Unfitted mesh formulations for interface problems generally adopt two distinct methodologies: (i) penalty-based approaches and (ii) explicit enrichment space techniques. While Stable Generalized Finite Element Method (SGFEM) has been rigorously established for one-dimensional and linear-element cases, the construction of optimal enrichment spaces preserving approximation-theoretic properties within isogeometric analysis (IGA) frameworks remains an open challenge. In this paper, we introduce a stable quadratic generalized isogeometric analysis (SGIGA2) for two-dimensional elliptic interface problems. The method is achieved through two key ideas: a new quasi-interpolation for the function with C0 continuous along interface and a new enrichment space with controlled condition number for the stiffness matrix. We mathematically prove that the present method has optimal convergence rates for elliptic interface problems and demonstrate its stability and robustness through numerical verification.

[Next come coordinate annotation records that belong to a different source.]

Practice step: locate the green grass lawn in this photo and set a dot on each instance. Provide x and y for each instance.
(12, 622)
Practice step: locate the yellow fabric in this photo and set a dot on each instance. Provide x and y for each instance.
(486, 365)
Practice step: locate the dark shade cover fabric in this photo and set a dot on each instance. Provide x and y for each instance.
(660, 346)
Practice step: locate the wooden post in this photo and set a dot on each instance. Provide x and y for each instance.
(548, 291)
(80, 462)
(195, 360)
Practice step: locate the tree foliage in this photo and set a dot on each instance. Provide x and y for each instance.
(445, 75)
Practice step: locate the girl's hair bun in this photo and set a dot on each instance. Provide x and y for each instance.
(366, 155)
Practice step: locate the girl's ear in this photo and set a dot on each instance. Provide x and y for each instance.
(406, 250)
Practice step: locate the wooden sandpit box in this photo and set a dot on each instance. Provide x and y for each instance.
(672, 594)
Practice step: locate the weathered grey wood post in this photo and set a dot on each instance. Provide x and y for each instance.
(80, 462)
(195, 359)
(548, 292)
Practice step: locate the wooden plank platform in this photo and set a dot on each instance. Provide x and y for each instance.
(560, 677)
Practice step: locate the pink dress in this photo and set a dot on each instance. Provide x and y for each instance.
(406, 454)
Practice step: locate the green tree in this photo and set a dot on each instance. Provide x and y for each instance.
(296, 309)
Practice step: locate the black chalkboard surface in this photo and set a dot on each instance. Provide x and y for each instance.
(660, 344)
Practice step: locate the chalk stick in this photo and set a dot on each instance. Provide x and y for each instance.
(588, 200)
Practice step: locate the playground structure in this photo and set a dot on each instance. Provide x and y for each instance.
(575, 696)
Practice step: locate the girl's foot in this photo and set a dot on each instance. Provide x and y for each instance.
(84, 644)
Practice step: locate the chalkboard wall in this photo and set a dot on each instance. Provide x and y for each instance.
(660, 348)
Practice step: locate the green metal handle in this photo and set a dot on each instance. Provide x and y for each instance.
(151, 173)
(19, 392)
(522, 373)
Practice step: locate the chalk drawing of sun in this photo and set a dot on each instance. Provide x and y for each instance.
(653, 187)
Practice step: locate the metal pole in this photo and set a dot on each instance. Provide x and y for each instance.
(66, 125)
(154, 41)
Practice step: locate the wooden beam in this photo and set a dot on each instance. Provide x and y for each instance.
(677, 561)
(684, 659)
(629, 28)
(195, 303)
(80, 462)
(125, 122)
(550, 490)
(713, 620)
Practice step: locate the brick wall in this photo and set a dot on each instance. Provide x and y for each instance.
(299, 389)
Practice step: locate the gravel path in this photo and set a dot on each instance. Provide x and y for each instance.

翻译：界面问题的非拟合网格方法通常采用两种不同的策略：(i) 基于罚函数的方法和(ii)显式增强空间技术。虽然稳定广义有限元法(SGFEM)在一维和线性单元情形下已得到严格建立，但在等几何分析(IGA)框架内构建保持近似理论性质的最优增强空间仍然是一个开放挑战。本文针对二维椭圆界面问题，提出了一种稳定的二次广义等几何分析方法(SGIGA2)。该方法通过两个关键思想实现：为沿界面C0连续的函数构造新的拟插值算子，以及建立具有受控条件数的刚度矩阵新增强空间。我们从数学上证明了本方法对椭圆界面问题具有最优收敛阶，并通过数值验证展示了其稳定性和鲁棒性。